Darkness lies cold and empty.
Like a shroud of despair, it hangs over all.
Yet out of the mist and shadow comes a light,
shining as a star.
It rises like a beacon in the night.
Hope will be ignited,
Love will set her free.
For the way of the Prophecy has come,
And the Stars shall chart her destiny.
~ In Love and Light, We Live, Bohah Yehn
Splinters of wood sailed into the air, some reaching as high as the wooden fence that enclosed the side-yard of the blacksmith’s shop. The hot, humid air was thick, clinging to the skin; the fine dust from the parched ground choked. Yet none of this deterred the small figure who was working tirelessly to perfect the ancient sword technique. Steel rang with each strike, rivaling the sound of heavy hammer on anvil beyond the wall of the shop. The once majestic tree trunk was now an asymmetrical hourglass shape, becoming more shredded and distorted with every blow.
The figure paused; sweat dripped down brow and neck as the thick cedar post continued to stand a proud challenge to the onslaught. The workout started again with a determined air to get it right.

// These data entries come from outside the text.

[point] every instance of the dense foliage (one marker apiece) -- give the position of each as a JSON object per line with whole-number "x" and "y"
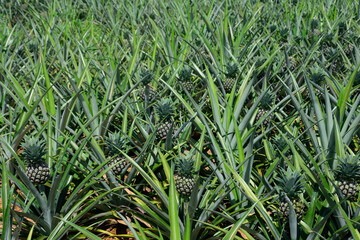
{"x": 169, "y": 119}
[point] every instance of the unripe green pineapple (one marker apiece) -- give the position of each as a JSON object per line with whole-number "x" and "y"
{"x": 342, "y": 28}
{"x": 348, "y": 49}
{"x": 356, "y": 83}
{"x": 146, "y": 91}
{"x": 265, "y": 105}
{"x": 37, "y": 170}
{"x": 292, "y": 64}
{"x": 165, "y": 111}
{"x": 259, "y": 62}
{"x": 289, "y": 184}
{"x": 115, "y": 144}
{"x": 335, "y": 59}
{"x": 281, "y": 145}
{"x": 348, "y": 174}
{"x": 185, "y": 180}
{"x": 231, "y": 73}
{"x": 314, "y": 32}
{"x": 185, "y": 79}
{"x": 317, "y": 76}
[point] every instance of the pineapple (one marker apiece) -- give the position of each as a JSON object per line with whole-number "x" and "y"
{"x": 292, "y": 64}
{"x": 231, "y": 72}
{"x": 281, "y": 144}
{"x": 314, "y": 30}
{"x": 185, "y": 79}
{"x": 356, "y": 83}
{"x": 164, "y": 110}
{"x": 37, "y": 170}
{"x": 115, "y": 144}
{"x": 318, "y": 77}
{"x": 185, "y": 180}
{"x": 146, "y": 92}
{"x": 348, "y": 49}
{"x": 332, "y": 55}
{"x": 289, "y": 184}
{"x": 265, "y": 105}
{"x": 348, "y": 174}
{"x": 259, "y": 62}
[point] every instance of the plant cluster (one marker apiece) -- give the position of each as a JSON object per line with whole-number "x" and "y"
{"x": 179, "y": 119}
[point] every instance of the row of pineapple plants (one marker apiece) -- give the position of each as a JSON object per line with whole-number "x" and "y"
{"x": 211, "y": 112}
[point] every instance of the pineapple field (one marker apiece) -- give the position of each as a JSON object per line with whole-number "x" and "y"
{"x": 180, "y": 120}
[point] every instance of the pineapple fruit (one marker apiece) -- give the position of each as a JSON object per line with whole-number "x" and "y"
{"x": 37, "y": 170}
{"x": 165, "y": 111}
{"x": 265, "y": 105}
{"x": 318, "y": 77}
{"x": 259, "y": 62}
{"x": 348, "y": 174}
{"x": 231, "y": 74}
{"x": 146, "y": 91}
{"x": 281, "y": 144}
{"x": 185, "y": 180}
{"x": 289, "y": 184}
{"x": 185, "y": 79}
{"x": 314, "y": 32}
{"x": 115, "y": 144}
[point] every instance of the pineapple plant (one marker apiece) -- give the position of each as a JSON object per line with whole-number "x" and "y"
{"x": 289, "y": 185}
{"x": 37, "y": 170}
{"x": 314, "y": 30}
{"x": 146, "y": 91}
{"x": 115, "y": 144}
{"x": 265, "y": 105}
{"x": 185, "y": 180}
{"x": 259, "y": 62}
{"x": 356, "y": 83}
{"x": 230, "y": 79}
{"x": 317, "y": 76}
{"x": 281, "y": 144}
{"x": 185, "y": 79}
{"x": 165, "y": 111}
{"x": 348, "y": 174}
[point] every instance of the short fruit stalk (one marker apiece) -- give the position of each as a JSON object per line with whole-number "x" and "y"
{"x": 185, "y": 180}
{"x": 37, "y": 170}
{"x": 348, "y": 175}
{"x": 165, "y": 111}
{"x": 185, "y": 79}
{"x": 265, "y": 105}
{"x": 146, "y": 92}
{"x": 289, "y": 184}
{"x": 116, "y": 145}
{"x": 231, "y": 74}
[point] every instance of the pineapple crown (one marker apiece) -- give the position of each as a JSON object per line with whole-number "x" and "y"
{"x": 146, "y": 77}
{"x": 267, "y": 100}
{"x": 348, "y": 168}
{"x": 115, "y": 142}
{"x": 231, "y": 70}
{"x": 357, "y": 78}
{"x": 317, "y": 76}
{"x": 184, "y": 166}
{"x": 328, "y": 37}
{"x": 314, "y": 24}
{"x": 280, "y": 142}
{"x": 289, "y": 183}
{"x": 185, "y": 74}
{"x": 34, "y": 149}
{"x": 284, "y": 32}
{"x": 272, "y": 27}
{"x": 342, "y": 27}
{"x": 165, "y": 109}
{"x": 332, "y": 53}
{"x": 260, "y": 61}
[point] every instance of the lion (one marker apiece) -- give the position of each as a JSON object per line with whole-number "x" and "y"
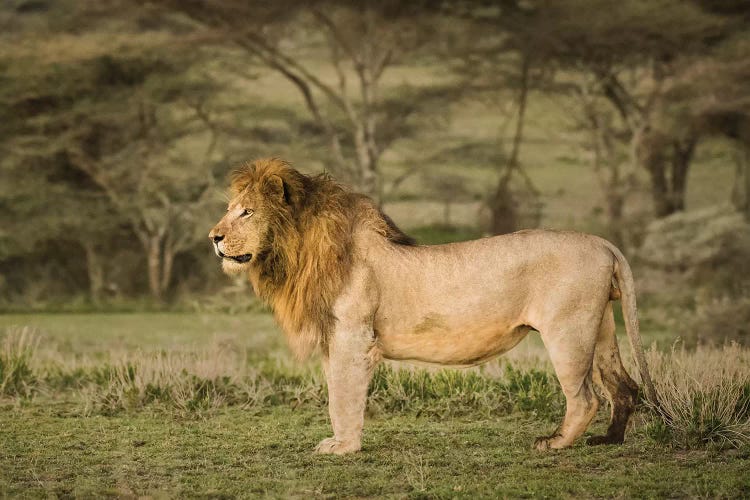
{"x": 344, "y": 281}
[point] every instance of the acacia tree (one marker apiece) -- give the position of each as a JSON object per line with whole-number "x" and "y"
{"x": 363, "y": 40}
{"x": 630, "y": 54}
{"x": 134, "y": 130}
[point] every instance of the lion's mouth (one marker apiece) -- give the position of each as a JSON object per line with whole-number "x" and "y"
{"x": 237, "y": 258}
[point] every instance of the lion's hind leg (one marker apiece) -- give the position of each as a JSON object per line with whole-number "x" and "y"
{"x": 610, "y": 375}
{"x": 571, "y": 353}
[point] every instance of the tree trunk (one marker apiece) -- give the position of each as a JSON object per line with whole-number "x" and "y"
{"x": 95, "y": 270}
{"x": 447, "y": 213}
{"x": 682, "y": 155}
{"x": 741, "y": 188}
{"x": 668, "y": 185}
{"x": 153, "y": 255}
{"x": 502, "y": 205}
{"x": 504, "y": 214}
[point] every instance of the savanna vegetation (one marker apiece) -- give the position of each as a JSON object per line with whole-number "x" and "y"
{"x": 129, "y": 365}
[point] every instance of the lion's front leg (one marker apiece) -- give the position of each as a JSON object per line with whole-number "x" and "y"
{"x": 348, "y": 369}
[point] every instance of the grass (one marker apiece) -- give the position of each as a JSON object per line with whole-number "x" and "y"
{"x": 169, "y": 411}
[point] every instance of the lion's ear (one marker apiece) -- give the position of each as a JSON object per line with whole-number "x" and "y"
{"x": 273, "y": 187}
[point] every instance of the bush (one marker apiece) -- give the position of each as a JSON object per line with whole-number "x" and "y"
{"x": 16, "y": 375}
{"x": 704, "y": 396}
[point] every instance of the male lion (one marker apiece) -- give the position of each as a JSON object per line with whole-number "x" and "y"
{"x": 343, "y": 279}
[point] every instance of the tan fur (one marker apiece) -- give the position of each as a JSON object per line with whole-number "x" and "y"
{"x": 304, "y": 255}
{"x": 342, "y": 278}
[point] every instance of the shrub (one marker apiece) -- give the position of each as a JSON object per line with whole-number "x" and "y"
{"x": 16, "y": 375}
{"x": 704, "y": 396}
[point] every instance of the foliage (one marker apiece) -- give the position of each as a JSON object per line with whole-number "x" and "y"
{"x": 17, "y": 378}
{"x": 704, "y": 396}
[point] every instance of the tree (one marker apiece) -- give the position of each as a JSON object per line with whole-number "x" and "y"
{"x": 363, "y": 39}
{"x": 135, "y": 130}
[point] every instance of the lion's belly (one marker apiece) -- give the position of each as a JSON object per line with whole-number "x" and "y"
{"x": 436, "y": 339}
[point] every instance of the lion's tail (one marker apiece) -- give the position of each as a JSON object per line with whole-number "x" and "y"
{"x": 625, "y": 281}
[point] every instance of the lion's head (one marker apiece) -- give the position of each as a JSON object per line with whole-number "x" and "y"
{"x": 261, "y": 194}
{"x": 293, "y": 235}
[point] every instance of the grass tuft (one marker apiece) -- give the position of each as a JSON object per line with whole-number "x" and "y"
{"x": 704, "y": 396}
{"x": 17, "y": 378}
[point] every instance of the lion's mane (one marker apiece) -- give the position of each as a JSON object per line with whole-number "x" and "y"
{"x": 307, "y": 252}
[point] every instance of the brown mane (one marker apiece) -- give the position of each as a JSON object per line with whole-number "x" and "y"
{"x": 308, "y": 249}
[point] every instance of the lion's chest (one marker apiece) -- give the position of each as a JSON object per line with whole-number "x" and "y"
{"x": 442, "y": 339}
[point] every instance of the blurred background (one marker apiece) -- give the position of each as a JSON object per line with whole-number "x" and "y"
{"x": 120, "y": 121}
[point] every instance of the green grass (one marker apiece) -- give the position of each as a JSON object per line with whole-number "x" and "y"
{"x": 43, "y": 450}
{"x": 186, "y": 405}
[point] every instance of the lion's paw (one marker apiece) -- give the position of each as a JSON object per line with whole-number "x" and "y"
{"x": 334, "y": 446}
{"x": 548, "y": 443}
{"x": 606, "y": 439}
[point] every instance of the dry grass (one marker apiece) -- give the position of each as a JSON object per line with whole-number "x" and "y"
{"x": 704, "y": 395}
{"x": 17, "y": 351}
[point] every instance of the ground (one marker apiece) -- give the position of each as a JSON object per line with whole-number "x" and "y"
{"x": 49, "y": 446}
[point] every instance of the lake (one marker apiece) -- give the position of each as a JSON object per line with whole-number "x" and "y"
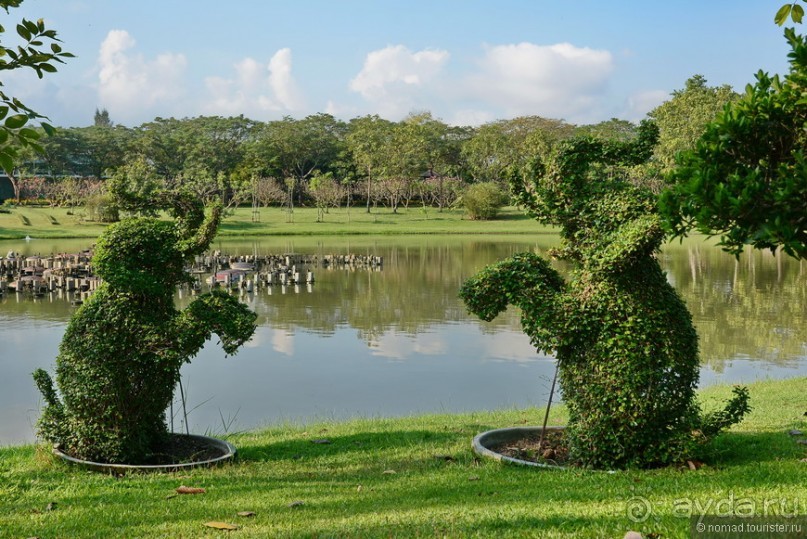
{"x": 397, "y": 341}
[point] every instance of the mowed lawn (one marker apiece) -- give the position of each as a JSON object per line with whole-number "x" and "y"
{"x": 44, "y": 222}
{"x": 415, "y": 477}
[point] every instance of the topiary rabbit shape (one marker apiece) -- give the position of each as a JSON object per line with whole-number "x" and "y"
{"x": 626, "y": 348}
{"x": 120, "y": 358}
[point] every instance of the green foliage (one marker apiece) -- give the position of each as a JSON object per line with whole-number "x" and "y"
{"x": 792, "y": 10}
{"x": 120, "y": 357}
{"x": 15, "y": 130}
{"x": 483, "y": 200}
{"x": 626, "y": 348}
{"x": 738, "y": 407}
{"x": 747, "y": 178}
{"x": 132, "y": 187}
{"x": 683, "y": 118}
{"x": 100, "y": 208}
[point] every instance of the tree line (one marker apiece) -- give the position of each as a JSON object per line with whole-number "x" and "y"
{"x": 323, "y": 161}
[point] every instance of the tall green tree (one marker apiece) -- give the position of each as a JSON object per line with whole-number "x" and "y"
{"x": 746, "y": 180}
{"x": 298, "y": 148}
{"x": 39, "y": 49}
{"x": 498, "y": 147}
{"x": 683, "y": 118}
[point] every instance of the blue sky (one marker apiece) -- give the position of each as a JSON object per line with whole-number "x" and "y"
{"x": 466, "y": 61}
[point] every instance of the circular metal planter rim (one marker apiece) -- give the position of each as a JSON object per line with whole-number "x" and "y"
{"x": 227, "y": 449}
{"x": 483, "y": 441}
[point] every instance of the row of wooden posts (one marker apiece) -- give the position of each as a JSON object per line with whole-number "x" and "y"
{"x": 73, "y": 272}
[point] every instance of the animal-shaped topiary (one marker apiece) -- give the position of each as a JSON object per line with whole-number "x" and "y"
{"x": 626, "y": 348}
{"x": 120, "y": 358}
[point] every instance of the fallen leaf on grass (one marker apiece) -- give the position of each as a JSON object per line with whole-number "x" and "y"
{"x": 221, "y": 525}
{"x": 190, "y": 490}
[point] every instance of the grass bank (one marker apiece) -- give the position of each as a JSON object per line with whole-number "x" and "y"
{"x": 44, "y": 223}
{"x": 414, "y": 477}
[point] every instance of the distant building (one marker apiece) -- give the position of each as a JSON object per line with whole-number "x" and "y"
{"x": 6, "y": 189}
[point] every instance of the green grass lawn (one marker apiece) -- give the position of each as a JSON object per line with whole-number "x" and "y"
{"x": 44, "y": 223}
{"x": 414, "y": 477}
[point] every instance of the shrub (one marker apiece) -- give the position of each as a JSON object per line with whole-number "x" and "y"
{"x": 100, "y": 208}
{"x": 120, "y": 357}
{"x": 483, "y": 200}
{"x": 626, "y": 348}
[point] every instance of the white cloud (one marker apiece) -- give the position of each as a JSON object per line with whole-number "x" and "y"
{"x": 256, "y": 88}
{"x": 559, "y": 81}
{"x": 130, "y": 84}
{"x": 281, "y": 81}
{"x": 639, "y": 104}
{"x": 394, "y": 79}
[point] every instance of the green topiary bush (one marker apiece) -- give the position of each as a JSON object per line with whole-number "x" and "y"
{"x": 120, "y": 358}
{"x": 626, "y": 348}
{"x": 483, "y": 201}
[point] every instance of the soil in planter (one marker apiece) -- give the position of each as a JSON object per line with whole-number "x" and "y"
{"x": 179, "y": 449}
{"x": 554, "y": 449}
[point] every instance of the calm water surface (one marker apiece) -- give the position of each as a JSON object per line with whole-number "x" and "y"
{"x": 398, "y": 341}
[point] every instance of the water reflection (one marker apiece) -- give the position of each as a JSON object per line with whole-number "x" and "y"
{"x": 398, "y": 341}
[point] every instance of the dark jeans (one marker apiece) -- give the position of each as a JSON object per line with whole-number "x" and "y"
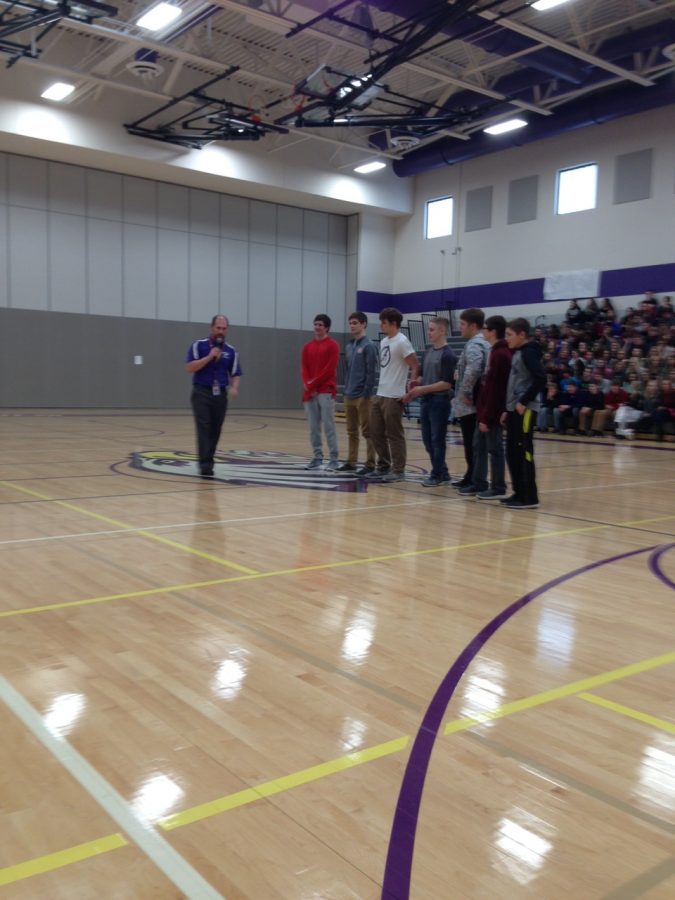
{"x": 434, "y": 412}
{"x": 488, "y": 443}
{"x": 209, "y": 415}
{"x": 520, "y": 455}
{"x": 468, "y": 426}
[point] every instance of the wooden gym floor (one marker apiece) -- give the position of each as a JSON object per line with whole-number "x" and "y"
{"x": 257, "y": 688}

Dust swirled in clouds around boots of faded, dark leather, and clung to brown trousers that fit nearly two sizes too big.
“Martin!” The loud booming voice called a second time, barely audible over the bellows of the furnace.
The figure stopped again and frowned in irritation, blowing at a wisp of short, copper hair that had drifted into eyes of bright blue. The stray hair stubbornly resisted, clinging to a damp nose. The elegant long sword was lowered in exasperation, its tip coming to rest in the powder-like dirt.
With a sigh of resignation, the figure, appearing to be a young boy of only sixteen, turned a curious eye toward the shop and shuffled the few feet to the worn wooden door, where the paint, long since peeled, had given way to a glistening silver sheen. Dark-stained redwood beams held the shop together and stood in high contrast. Weathered window panes, caked with soot on the inside, made the moving shapes within indistinguishable, yet one or two broken squares still offered the chance to survey the blacksmith’s urgent need for assistance.
Two men stood just inside. With a nervous swallow, the figure took a step back. The pair were well known in the town of Serhena Valley. The older was tanned and weathered from years of hard work outside. The younger, in his early twenties, had dark brown eyes and hair. His build was tall and muscular. His skin darkened slightly from doing the same work as the older man.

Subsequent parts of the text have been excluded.